Support for custom fields and hierarchy on Invenio vocabularies
Project description
OARepo Vocabularies
Enhanced Invenio-Vocabularies extension providing hierarchical vocabulary support, custom fields integration, and advanced permission controls for vocabulary management in Invenio-based repositories.
Features
- Hierarchical Vocabularies: Parent-child relationships with automatic level tracking, ancestor chains, and leaf detection
- Custom Fields: Extend vocabulary records with custom metadata fields using Invenio custom fields system
- Advanced Permissions: Fine-grained vocabulary-type-specific permission policies with dangerous operation detection
- Multi-language Support: ICU collation support for sorting and suggestions across multiple languages
- UI Components: Complete UI resource layer with search, detail, edit, and create views
- API Extensions: REST API endpoints for vocabulary types and hierarchy operations
Installation
pip install oarepo-vocabularies
Configuration
Add to invenio.cfg:
from oarepo_vocabularies.services.config import VocabulariesConfig
from oarepo_vocabularies.resources.config import VocabulariesResourceConfig
VOCABULARIES_SERVICE_CONFIG = VocabulariesConfig
VOCABULARIES_RESOURCE_CONFIG = VocabulariesResourceConfig
Core Components
Vocabulary Record Model
The Vocabulary record class extends invenio_vocabularies.records.api.Vocabulary:
-
System Fields:
hierarchy:HierarchySystemField- manages hierarchy metadata (level, titles, ancestors, leaf status)parent:ParentSystemField- handles parent-child relationshipscustom_fields:DictField- stores custom metadatarelations:MultiRelationsField- manages parent and custom field relations
-
Hierarchy Database Model (
VocabularyHierarchy):id: UUID reference to vocabulary metadataparent_id: UUID reference to parent hierarchy recordpid: String PID of the vocabulary termlevel: Integer depth in hierarchy (1 for root)titles: JSON array of title objects in hierarchy orderancestors: JSON array of ancestor PIDs (parent to root)ancestors_or_self: JSON array including self PIDleaf: Boolean indicating if term has children
Hierarchy Operations
Automatic Hierarchy Management:
- On record creation: sets level, initializes ancestors, marks parent as non-leaf
- On parent change: updates entire descendant subtree, fixes previous parent leaf status
- On deletion: validates no children exist, updates parent leaf status
Query Methods:
# Get direct children
VocabularyHierarchy.get_direct_subterms_ids(parent_id)
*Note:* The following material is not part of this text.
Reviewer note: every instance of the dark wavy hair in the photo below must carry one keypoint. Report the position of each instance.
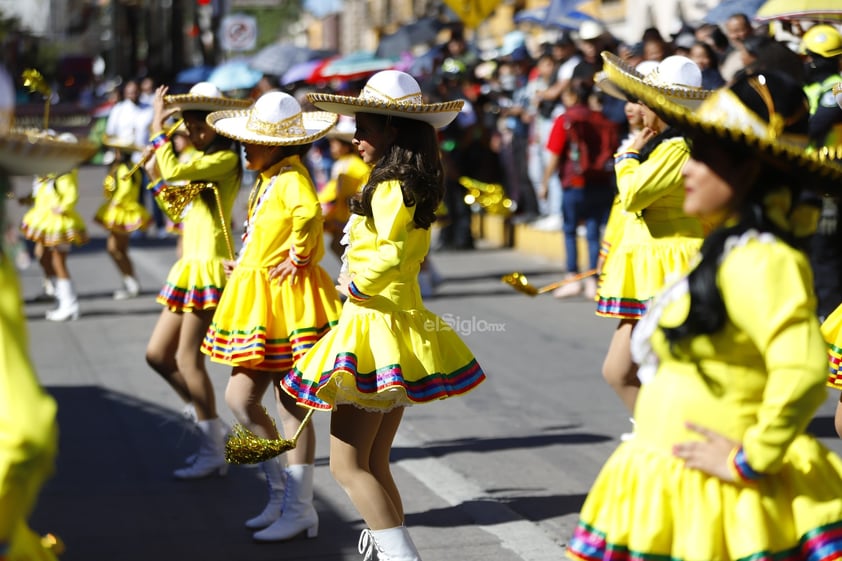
(413, 159)
(707, 313)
# Get all descendants (recursive)
VocabularyHierarchy.get_subterms_ids(parent_id)
# Access from record
record.hierarchy.query_subterms() # direct children
record.hierarchy.query_descendants() # all descendants
Hierarchy Properties:
record.hierarchy.level # depth in tree
record.hierarchy.leaf # has no children
record.hierarchy.titles # [self_title, parent_title, ...]
record.hierarchy.ancestors_ids # ['parent', 'grandparent', ...]
record.hierarchy.parent_id # direct parent PID
Parent Management
Setting Parent:
# On creation
data = {
"id": "eng.US",
"title": {"en": "English (US)"},
"parent": {"id": "eng"},
"type": "languages"
}
vocab = Vocabulary.create(data=data)
# On update
record.parent.set("new_parent_id") # or None to remove
record.commit()
Constraints:
- Cannot delete record with children (raises
ValidationError) - Cannot create cycles (parent cannot be descendant)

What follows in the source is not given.